On Sun, Feb 05, 2012 at 01:36:20PM +0100, Jeroen Hellingman wrote:
Quite an odd-beast, but why not consider fossil?
(http://fossil-scm.org/index.html/doc/trunk/www/index.wiki)
Stand-alone, integrates everything, and could be used on a book-by-book base...
There are some super features in that package. I never looked at it before. Some shortcomings/drawbacks I noted: - filenames are lost, so we'd need an additional layer to map updated files into the collection our readers see and download from (fossil names all files by hashes, and mixes "source" with wiki, bug tracking, etc.) - single maintainer, seems like (though with some additional contributors, and an opening for us to join as contributors), putting some risk of abandonment - user control seems simplistic, and possibly not amenable to the hierarchy/meritrocracy approach to "who can commit". A challenge that many such solutions will have for us is whether to treat each book as a "project," or the whole collection.
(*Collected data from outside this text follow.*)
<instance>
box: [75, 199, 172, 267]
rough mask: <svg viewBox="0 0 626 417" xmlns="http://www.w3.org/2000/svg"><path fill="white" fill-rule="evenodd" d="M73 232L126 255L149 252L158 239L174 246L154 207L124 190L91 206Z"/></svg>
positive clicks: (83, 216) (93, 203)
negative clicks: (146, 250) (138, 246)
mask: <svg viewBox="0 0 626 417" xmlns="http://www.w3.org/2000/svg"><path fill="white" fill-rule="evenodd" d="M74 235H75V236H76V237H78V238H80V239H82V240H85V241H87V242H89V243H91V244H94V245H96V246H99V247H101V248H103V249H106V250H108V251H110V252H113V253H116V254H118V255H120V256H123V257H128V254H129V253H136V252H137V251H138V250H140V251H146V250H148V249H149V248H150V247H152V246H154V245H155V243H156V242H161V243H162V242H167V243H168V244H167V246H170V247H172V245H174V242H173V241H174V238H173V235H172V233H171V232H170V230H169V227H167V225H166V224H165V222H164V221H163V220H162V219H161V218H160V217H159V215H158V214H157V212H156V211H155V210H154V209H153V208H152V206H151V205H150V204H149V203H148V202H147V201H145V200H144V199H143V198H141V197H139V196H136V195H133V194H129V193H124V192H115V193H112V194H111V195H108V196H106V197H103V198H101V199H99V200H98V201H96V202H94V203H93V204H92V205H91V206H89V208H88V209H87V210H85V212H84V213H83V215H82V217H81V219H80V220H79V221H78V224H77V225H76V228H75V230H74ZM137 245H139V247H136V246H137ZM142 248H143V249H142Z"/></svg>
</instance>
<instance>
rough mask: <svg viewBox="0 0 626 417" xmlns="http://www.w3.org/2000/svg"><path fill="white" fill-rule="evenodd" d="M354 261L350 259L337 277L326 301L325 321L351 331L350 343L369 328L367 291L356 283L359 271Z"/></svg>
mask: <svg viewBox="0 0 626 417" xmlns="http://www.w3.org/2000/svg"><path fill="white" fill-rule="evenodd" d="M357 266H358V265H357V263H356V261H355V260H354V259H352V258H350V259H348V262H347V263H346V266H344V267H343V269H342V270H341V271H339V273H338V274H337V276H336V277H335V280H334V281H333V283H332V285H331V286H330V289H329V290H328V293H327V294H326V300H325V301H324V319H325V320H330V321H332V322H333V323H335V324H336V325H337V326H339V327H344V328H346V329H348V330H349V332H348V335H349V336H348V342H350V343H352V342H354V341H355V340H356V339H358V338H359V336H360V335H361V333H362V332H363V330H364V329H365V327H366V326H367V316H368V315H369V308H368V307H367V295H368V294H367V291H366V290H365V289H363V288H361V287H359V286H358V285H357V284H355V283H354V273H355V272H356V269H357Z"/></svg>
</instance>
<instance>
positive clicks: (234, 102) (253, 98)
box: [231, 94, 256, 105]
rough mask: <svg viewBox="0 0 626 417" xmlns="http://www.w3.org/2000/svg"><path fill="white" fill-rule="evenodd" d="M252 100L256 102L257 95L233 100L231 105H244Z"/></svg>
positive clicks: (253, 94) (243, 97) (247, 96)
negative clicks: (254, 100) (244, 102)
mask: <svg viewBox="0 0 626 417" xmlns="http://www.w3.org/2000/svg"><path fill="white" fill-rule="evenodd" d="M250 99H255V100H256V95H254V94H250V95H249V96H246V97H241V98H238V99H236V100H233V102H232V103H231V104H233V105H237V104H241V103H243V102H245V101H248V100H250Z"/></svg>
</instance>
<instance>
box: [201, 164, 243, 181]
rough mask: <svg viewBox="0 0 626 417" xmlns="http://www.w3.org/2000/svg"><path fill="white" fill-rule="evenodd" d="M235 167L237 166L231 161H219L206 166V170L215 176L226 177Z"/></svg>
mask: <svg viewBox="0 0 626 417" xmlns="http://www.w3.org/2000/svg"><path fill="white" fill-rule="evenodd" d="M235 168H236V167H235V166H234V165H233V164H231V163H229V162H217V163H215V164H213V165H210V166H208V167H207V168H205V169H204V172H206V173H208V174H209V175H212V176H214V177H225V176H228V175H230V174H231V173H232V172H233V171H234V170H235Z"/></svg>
I am leaning towards each book as a project, but that only works if we can easily share/inherit from existing books. That is, nobody is going to use a Web UI to set up 38K projects to "seed" our efforts. Anyway, this does look good, but I saw some limitations. -- Greg
On 2012-02-05 09:56, Greg Newby wrote:
I'm still pursuing the theme of an existing sophisticated code base to enable supporting multiple versions & formats of our eBooks (user-contributed, curated, edited, masters and revisions).